As he was scrubbing his face with her washcloth, she said, “You’re working for Wally now, aren’t you?”
“Yes. For Bill Reis. I’m not a permanent employee, you understand. I’m a consultant, as I was earlier at a much lower figure.”
Something new had occurred to Cassie. “Suppose this room’s bugged?”
Gideon looked up from his ablutions. “I’ve been assuming it was. By whom, do you think?”
“The FBI.”
He chuckled softly. “That certainly feels better. Do I look like my old self again?”
“Yes. All right if I kiss you?”
For once he was speechless.
Half an hour later, in a caramel coupe he had just rented, he said, “This should be safe. May I explain about the bug?”
Cassie nodded.
“First, there was one. I destroyed it some time ago. People who want to bug a room often plant two bugs, one being fairly obvious. There was a wise man not too long ago who used to talk about needles and haystacks.”
“Finding one, you mean?”
“Finding several. He said that if you told most people to find a needle in a haystack, they looked until they found a needle. Then they stopped. He
would search the entire haystack, trying to find all the needles. I won’t boast that I’m like him, but I try to be—sometimes, at least. I’ve been looking for other bugs ever since I found the first one. I haven’t found them, which means they’re good if they’re there. Of course it’s always possible that new bugs were planted after my last search. Thus I tried to be circumspect. I also unplugged your phone as soon as I came into the room.”

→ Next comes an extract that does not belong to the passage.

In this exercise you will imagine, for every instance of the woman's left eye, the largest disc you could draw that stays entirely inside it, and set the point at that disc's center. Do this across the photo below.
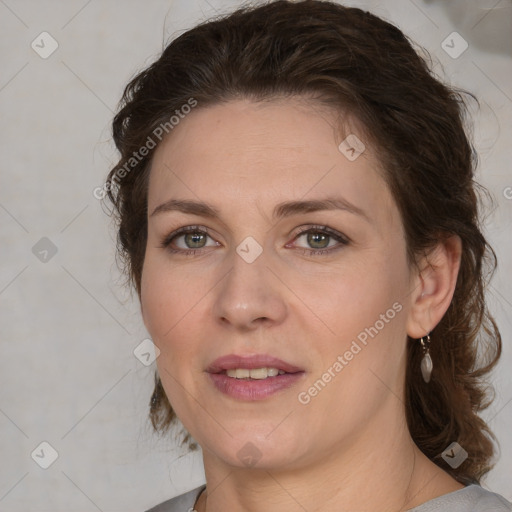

She turned to stare at him. “I didn’t see that.”
“You were looking at your new camera, and I tried not to be obvious. That’s all that stage magic is, more often than not—a thought-through attempt not to be obvious. I disconnected your phone because a telephone is one of the very best places to put a bug, and there are special phones that will let someone listen to the room even if the phone isn’t in use.”
“What about magic?”
Although his eyes never left the empty street they were traversing, he grinned. “I didn’t think you’d think of that.”
Her hand found his thigh. “I get lucky sometimes. I’m not smart, but luck can be just as good.”
“Better. Yes, it could be done. I have good reason to believe that Reis can’t do it, but I could be wrong. He got all his powers on Woldercan, or so I think. . . .”
“Only you’re not sure?”
“Correct. I’m not sure he got everything there. He learned to turn base materials to gold there; there can be no doubt of that. Everything I know about his operation indicates he’s using their method. The art of vanishing has been known here for thousands of years, however.”
“Really?”
Gideon nodded solemnly. “Yes. Really. A hundred and fifty-odd years ago there was a man called Cranston who was quite famous for it. But it’s also known on Woldercan, and I think it most likely that’s where Reis picked it up. If he were using their method of listening from far away, I’d have detected him. Would have or should have.”
“He wouldn’t like my kissing you,” Cassie said thoughtfully. “Correct. Or at least I don’t think he would. That’s why I got you out of there fast.”
“Can I change the subject? Where are we going?”
“To a nice place I know where I can buy you dinner. Or a snack at least, if you don’t want dinner. I’m hungry, I confess, and there’s no one I’d rather
look at and talk to while I eat. After that I’ll take you back to your hotel. You can pack tonight. Or in the morning, if you’d prefer. We’ll leave after lunch.”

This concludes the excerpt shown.